Upon returning she founded Tapol to campaign for political prisoners in Indonesia, which took its name from the abbreviation of tahanan politik (political prisoner in Indonesian). The organisation expanded its activities, and was prominent in getting out information on military activity and human rights violations in East Timor, invaded and occupied by Indonesia in 1975, as well as West Papua and Aceh.

In 1978, Budiardjo's advocacy managed to free her husband Suwondo Budiardjo. He came to England and supported her wife's activism for some time, however they later divorced. Suwondo died in London in 1996 and he was buried in his hometown, Purworkerto.

The Tapol Bulletin was a major source of information about the human rights situation in Indonesia under the New Order. She was also the author of a number of books on human rights and politics in Indonesia. The organisation remains active, with Budiardjo still playing a very important part in its activities until her death.

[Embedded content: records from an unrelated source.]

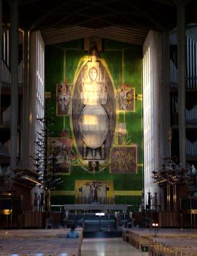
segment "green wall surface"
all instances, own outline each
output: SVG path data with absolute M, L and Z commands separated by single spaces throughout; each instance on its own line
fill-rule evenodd
M 135 90 L 134 111 L 118 111 L 117 122 L 126 123 L 127 145 L 137 145 L 137 173 L 112 173 L 110 163 L 106 164 L 100 172 L 90 173 L 84 170 L 82 163 L 71 163 L 69 173 L 58 173 L 64 182 L 52 191 L 52 204 L 74 204 L 74 195 L 63 195 L 58 192 L 75 191 L 75 180 L 110 180 L 113 182 L 113 190 L 131 191 L 131 195 L 116 195 L 116 204 L 140 204 L 141 196 L 133 195 L 132 191 L 140 191 L 143 188 L 143 127 L 142 127 L 142 47 L 128 44 L 103 39 L 103 51 L 100 52 L 112 77 L 116 90 L 120 83 L 129 84 Z M 87 58 L 87 52 L 83 49 L 84 40 L 79 40 L 62 44 L 47 45 L 45 47 L 45 92 L 51 93 L 46 99 L 46 104 L 53 107 L 51 115 L 54 117 L 54 125 L 50 127 L 53 137 L 61 138 L 65 129 L 71 136 L 70 117 L 56 115 L 56 84 L 67 83 L 72 84 L 79 61 Z M 140 98 L 141 97 L 141 98 Z M 113 147 L 115 145 L 113 144 Z M 74 145 L 72 152 L 76 152 Z M 56 194 L 55 194 L 56 193 Z

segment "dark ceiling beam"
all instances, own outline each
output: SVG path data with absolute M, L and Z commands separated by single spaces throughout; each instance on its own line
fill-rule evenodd
M 157 2 L 160 4 L 170 5 L 171 6 L 175 6 L 175 3 L 171 0 L 153 0 L 154 2 Z
M 20 0 L 20 5 L 27 5 L 40 2 L 41 0 Z
M 64 18 L 61 19 L 60 20 L 58 20 L 57 22 L 55 22 L 55 24 L 53 24 L 52 28 L 55 28 L 56 27 L 57 25 L 60 24 L 61 23 L 62 23 L 64 21 L 65 21 L 66 20 L 67 20 L 67 19 L 71 17 L 72 15 L 76 15 L 79 13 L 81 12 L 84 12 L 84 11 L 86 11 L 89 9 L 90 9 L 90 6 L 85 6 L 82 9 L 80 10 L 77 10 L 76 11 L 73 11 L 73 12 L 71 12 L 69 13 L 69 14 L 67 16 L 66 16 Z M 87 21 L 86 21 L 87 22 Z
M 126 3 L 130 7 L 136 10 L 136 11 L 139 12 L 142 12 L 142 10 L 138 6 L 136 6 L 133 3 L 131 3 L 132 2 L 129 2 L 126 0 L 123 0 L 123 2 Z M 149 20 L 159 30 L 161 30 L 162 31 L 165 31 L 168 30 L 168 28 L 166 28 L 166 26 L 161 24 L 159 21 L 156 20 L 155 19 L 153 19 L 151 15 L 145 12 L 143 13 L 143 14 L 142 14 L 142 15 L 146 17 L 148 20 Z
M 80 3 L 89 3 L 88 1 L 87 0 L 77 0 L 78 2 L 80 2 Z M 108 3 L 108 2 L 107 2 Z M 106 7 L 105 6 L 105 4 L 101 4 L 100 2 L 94 2 L 94 1 L 91 2 L 91 4 L 92 6 L 100 6 L 101 8 L 102 8 L 103 9 L 106 10 L 107 11 L 109 12 L 112 12 L 112 13 L 113 13 L 114 14 L 117 15 L 119 15 L 120 17 L 122 17 L 122 18 L 125 19 L 127 21 L 129 21 L 130 23 L 132 23 L 133 25 L 135 25 L 135 26 L 138 26 L 138 24 L 132 19 L 128 18 L 127 16 L 125 16 L 124 15 L 122 15 L 121 12 L 119 11 L 116 11 L 114 9 L 110 8 L 108 7 Z
M 89 15 L 87 14 L 78 13 L 78 15 L 81 16 L 81 17 L 85 17 L 86 18 L 99 19 L 102 19 L 102 18 L 107 18 L 108 17 L 114 16 L 114 14 L 109 13 L 109 14 L 103 14 L 103 15 L 100 15 L 95 16 L 95 15 Z
M 191 0 L 173 0 L 175 4 L 177 5 L 179 4 L 183 4 L 184 5 L 188 4 Z
M 46 13 L 41 16 L 38 19 L 35 20 L 29 27 L 29 30 L 31 31 L 34 29 L 37 26 L 38 26 L 42 21 L 45 20 L 45 19 L 47 18 L 50 15 L 53 13 L 54 12 L 57 11 L 57 10 L 61 8 L 64 5 L 68 4 L 69 3 L 71 2 L 72 0 L 68 0 L 66 1 L 62 1 L 62 3 L 60 4 L 59 3 L 56 5 L 55 7 L 54 7 L 52 9 L 47 12 Z

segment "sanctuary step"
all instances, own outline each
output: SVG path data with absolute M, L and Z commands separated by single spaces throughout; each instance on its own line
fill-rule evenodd
M 85 238 L 97 238 L 97 237 L 121 237 L 122 232 L 120 230 L 113 230 L 113 231 L 87 231 L 84 230 L 83 232 L 84 237 Z

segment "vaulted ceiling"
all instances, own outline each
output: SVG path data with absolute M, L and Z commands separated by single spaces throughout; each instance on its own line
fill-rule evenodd
M 3 21 L 10 6 L 3 0 Z M 142 44 L 149 29 L 170 31 L 177 25 L 177 4 L 186 3 L 186 22 L 197 23 L 196 0 L 18 0 L 19 24 L 40 30 L 45 44 L 101 36 Z

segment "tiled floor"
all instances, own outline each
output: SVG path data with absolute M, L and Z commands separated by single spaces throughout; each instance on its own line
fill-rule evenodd
M 87 238 L 83 239 L 81 256 L 147 256 L 122 238 Z

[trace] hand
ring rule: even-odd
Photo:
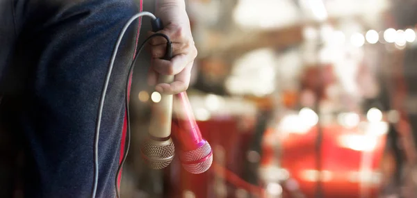
[[[148,73],[148,83],[156,85],[155,90],[159,92],[177,94],[188,88],[191,68],[197,51],[183,0],[165,1],[157,8],[156,15],[161,18],[164,25],[164,29],[158,33],[167,35],[172,42],[174,57],[171,60],[161,59],[165,53],[166,40],[161,37],[151,40],[149,46],[152,59]],[[154,33],[149,32],[149,35]],[[174,75],[174,82],[156,85],[159,74]]]

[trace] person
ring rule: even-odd
[[[12,158],[19,145],[24,197],[90,197],[99,100],[117,36],[142,10],[138,1],[0,0],[0,197],[13,196],[10,168],[16,167]],[[161,60],[165,42],[152,39],[147,81],[158,92],[175,94],[188,88],[197,49],[184,0],[157,1],[161,32],[173,42],[174,57]],[[103,110],[96,197],[115,197],[126,133],[124,82],[140,36],[137,27],[129,30]],[[175,75],[174,81],[157,84],[160,74]]]

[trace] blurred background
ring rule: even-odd
[[[416,197],[417,1],[186,1],[199,50],[188,93],[213,163],[144,164],[161,97],[143,54],[123,197]]]

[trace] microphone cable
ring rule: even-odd
[[[102,117],[102,114],[103,114],[103,108],[104,106],[104,99],[106,98],[106,93],[107,92],[107,88],[108,86],[108,83],[110,81],[110,77],[111,76],[113,67],[113,65],[115,63],[116,56],[117,54],[119,46],[120,45],[122,39],[123,38],[123,36],[124,35],[124,33],[126,33],[127,28],[129,28],[129,26],[131,24],[131,23],[134,20],[136,20],[136,19],[138,19],[140,17],[143,17],[143,16],[150,17],[152,19],[152,22],[153,24],[156,23],[158,21],[158,18],[157,18],[156,17],[155,17],[155,15],[154,15],[152,13],[149,13],[149,12],[140,12],[140,13],[133,15],[133,17],[131,17],[129,19],[129,21],[124,24],[124,26],[123,27],[123,28],[122,29],[122,31],[120,32],[120,33],[119,34],[119,36],[117,37],[117,40],[115,43],[115,47],[113,49],[113,51],[112,53],[111,59],[108,64],[108,71],[107,71],[107,73],[106,75],[106,79],[105,79],[104,83],[104,88],[101,91],[101,95],[100,97],[100,103],[99,104],[99,109],[98,109],[97,117],[97,122],[96,122],[96,128],[95,128],[96,129],[95,131],[95,140],[94,140],[94,148],[93,148],[94,181],[93,181],[93,186],[92,186],[92,194],[91,194],[91,198],[95,198],[96,194],[97,194],[97,185],[98,185],[98,181],[98,181],[99,180],[98,179],[99,179],[99,160],[98,160],[99,152],[98,152],[98,150],[99,150],[99,134],[100,134],[100,124],[101,123],[101,117]],[[120,197],[120,192],[119,192],[119,189],[118,189],[118,186],[117,186],[117,178],[119,177],[120,170],[122,170],[122,167],[123,167],[124,161],[126,160],[127,154],[129,153],[129,149],[130,147],[131,130],[130,130],[130,120],[129,120],[130,115],[129,115],[129,97],[128,97],[129,84],[129,81],[130,81],[129,79],[130,79],[130,76],[132,74],[132,72],[133,70],[135,63],[136,63],[136,60],[138,59],[138,55],[142,51],[142,50],[145,47],[145,45],[147,43],[147,42],[149,42],[150,40],[150,39],[152,39],[154,37],[157,37],[157,36],[161,36],[161,37],[165,38],[167,40],[167,47],[170,47],[171,48],[172,47],[172,42],[171,42],[170,38],[168,38],[168,36],[167,36],[165,34],[155,33],[155,34],[149,36],[149,38],[147,38],[143,42],[142,45],[140,47],[139,50],[136,52],[135,58],[133,59],[133,60],[132,61],[132,63],[129,67],[129,74],[127,76],[127,79],[126,81],[125,108],[126,108],[126,122],[127,122],[126,123],[127,124],[127,127],[126,127],[127,146],[126,146],[126,149],[124,151],[124,154],[123,155],[122,162],[120,163],[119,167],[117,168],[117,171],[116,172],[116,177],[115,179],[115,187],[116,189],[116,195],[117,196],[117,198]]]

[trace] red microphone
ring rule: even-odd
[[[181,150],[179,160],[181,165],[190,173],[203,173],[211,166],[213,151],[202,136],[186,92],[174,96],[174,107],[179,130],[173,135],[179,143],[177,145]]]

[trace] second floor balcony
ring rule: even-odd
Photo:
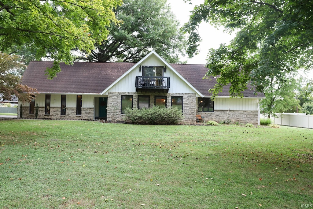
[[[168,92],[170,77],[160,76],[136,76],[136,89],[160,89]]]

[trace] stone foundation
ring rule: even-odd
[[[23,118],[35,118],[35,114],[30,115],[29,107],[23,107]],[[65,114],[61,114],[60,107],[50,108],[50,114],[45,114],[44,107],[40,107],[38,110],[38,118],[47,119],[74,119],[75,120],[93,120],[94,108],[81,108],[81,115],[76,115],[76,107],[66,107]],[[18,109],[19,110],[19,108]],[[35,108],[35,111],[36,109]],[[18,117],[20,117],[19,113]]]
[[[196,102],[195,94],[166,93],[145,92],[109,92],[108,95],[108,120],[110,121],[124,121],[126,116],[121,113],[121,97],[122,95],[133,95],[133,107],[137,108],[138,96],[145,95],[150,96],[150,107],[154,104],[155,96],[166,96],[166,107],[171,107],[172,96],[180,96],[183,98],[183,122],[186,123],[194,123],[196,115]]]
[[[259,123],[259,112],[257,111],[214,110],[213,112],[200,112],[197,114],[204,118],[206,122],[214,120],[218,122],[250,123],[257,125]]]

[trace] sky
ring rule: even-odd
[[[180,22],[181,26],[188,22],[190,11],[195,6],[204,2],[204,0],[192,0],[192,4],[191,5],[188,3],[184,3],[184,0],[167,0],[173,13]],[[203,23],[200,24],[198,31],[203,40],[199,48],[200,50],[199,54],[191,59],[188,59],[186,55],[181,59],[182,61],[187,60],[188,64],[205,64],[207,55],[209,49],[217,49],[221,44],[228,44],[235,36],[234,34],[230,35],[223,32],[222,28],[218,29],[207,23]]]

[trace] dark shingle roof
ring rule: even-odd
[[[100,93],[136,63],[74,62],[60,64],[62,71],[52,80],[44,71],[53,62],[31,62],[23,75],[22,84],[34,88],[39,93]]]
[[[212,94],[208,90],[212,88],[216,83],[216,78],[213,76],[209,79],[202,79],[208,71],[208,68],[203,65],[190,64],[171,64],[170,65],[178,73],[184,77],[187,81],[204,95],[210,96]],[[219,96],[229,97],[230,84],[224,86],[223,91],[218,93]],[[244,97],[264,97],[263,93],[259,93],[257,95],[253,94],[254,91],[250,90],[250,86],[248,85],[248,89],[243,92]]]
[[[32,61],[23,76],[22,84],[34,88],[39,93],[97,93],[102,92],[136,63],[118,62],[74,62],[73,65],[60,64],[62,71],[52,80],[47,79],[45,71],[53,62]],[[215,84],[215,79],[203,79],[208,69],[202,65],[170,64],[171,66],[201,93],[209,96],[208,91]],[[228,97],[229,85],[223,88],[219,96]],[[263,93],[254,95],[248,89],[244,97],[262,97]]]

In 1995, Budiardjo was awarded the Right Livelihood Award for her work, being nominated by the International Federation for East Timor. In England, Budiardjo was also a staunch supporter of the NHS.

==Death==
Budiardjo died on 10 July 2021 in London at age 96. On 6 August 2021 Budiardjo was featured in the BBC Radio 4 obituary programme Last Word.

== Works ==

- Budiardjo, Carmel and Liem Soei Liong. The War Against East Timor. London: Zed Books, 1984. ISBN 0-86232-228-6.

- Budiardjo, Carmel. Surviving Indonesia's Gulag: A Western Woman Tells Her Story. London: Cassell, 1996. ISBN 0-304-33562-2.